The Court reviewed the record and concluded that the Subcommittee’s findings were supported by competent evidence, were not erroneous as a matter of law and that the petitioners would not have “sustained their burden on appeal to show that the Subcommittee’s order was unreasonable or unlawful.” RSA 541:3. First, the Court reviewed the procedural background of the Subcommittee including: the motions received, the number of hearings held, witnesses heard, exhibits received, the vote taken unanimously by the Subcommittee and its decision to deny the application in a 287 written decision.
Next, the Court looked at the statutory framework, evaluating: the purpose, required findings, burden of proof and orderly development of the region. The Subcommittee based their review on RSA 162-H and had broad discretion in making a determination to issue a Certificate as long as Subcommittee makes a finding on the criteria and according to the rules in RSA 162-H. The Court determined that the applicant has the burden of proof to make their showing by a preponderance of the evidence and that N.H. Admin. R. Site 301.15 applies in determining whether the proposal will unduly interfere with the regional development. Related to those areas, the Subcommittee found the petitioner’s reports and testimony in many cases lacked credibility or there were content issues with the reports that were submitted.
Then, the Court addresses the petitioner’s argument that the Subcommittee violated RSA 162-H ”by failing to consider all relevant information, including mitigating measures and conditions and by failing to weigh potential impacts and benefits.” The Court disagrees with the petitioner concerning deliberate aesthetics, finding they discussed aesthetics related to the impact of the project on community uses, how it would “influence land uses in the vicinity” and providing numerous examples from the record of the various town’s Master Plans. They reasoned that the Master Plans represented the views of the communities. Next, the Court addresses the petitioner’s argument that the Subcommittee failed to consider mitigation measures and conditions that would have reduced or eliminated project impacts. The Court found that the Subcommittee had not ignored mitigation measures that were offered by the petitioners but found the petitioner’s analysis inadequate. Therefore, the Court held that the Subcommittee didn’t have to craft its own mitigation measures to “make up for the failure to satisfy the statutory and regulatory criteria” that would shift the burden to the Subcommittee.
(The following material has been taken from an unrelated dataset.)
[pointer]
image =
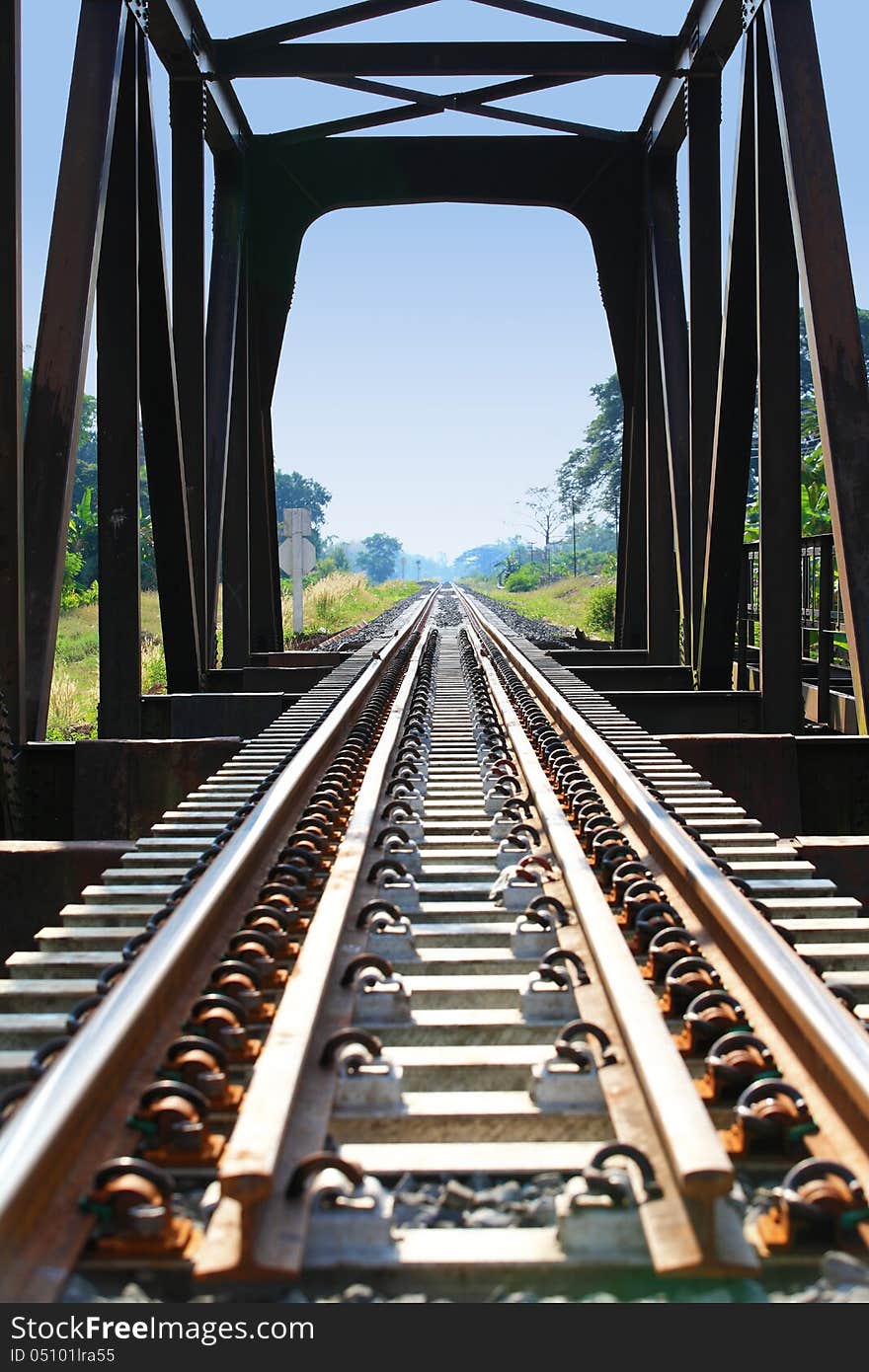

The Court disagreed with the petitioner that the Subcommittee failed to weigh the evidence and make a determination on the capacity market benefits, finding that the Subcommittee did not find the petitioner’s expert credible.
Next, the petitioner asserted that the Subcommittee’s application of the orderly development standard was “both unlawful and unreasonable under RSA 541:6 and unconstitutional.” Reviewing the statutory teams and regulatory standards, the Court found that the petitioner’s argument was “insufficiently developed” for appellate review, but goes on to highlight that the regulations identify the definition of the terms, the documents and information that are required for the petitioner to satisfy their burden of proof. The Court finds that the Subcommittee based its denial of the application on the record and not on an ad hoc basis because they were in the best position to measure the “persuasiveness and credibility of the evidence” and their findings could reasonably be made based on the evidence presented. Then, the Court turns to the right-of-way, finding that their prior decisions were not an “administrative gloss” and that rule is not applicable here. Even though the project is within an existing right-of-way, the Court agreed with the Subcommittee that it was required to analyze the characteristics of the project to assess the impact of the project on land usage.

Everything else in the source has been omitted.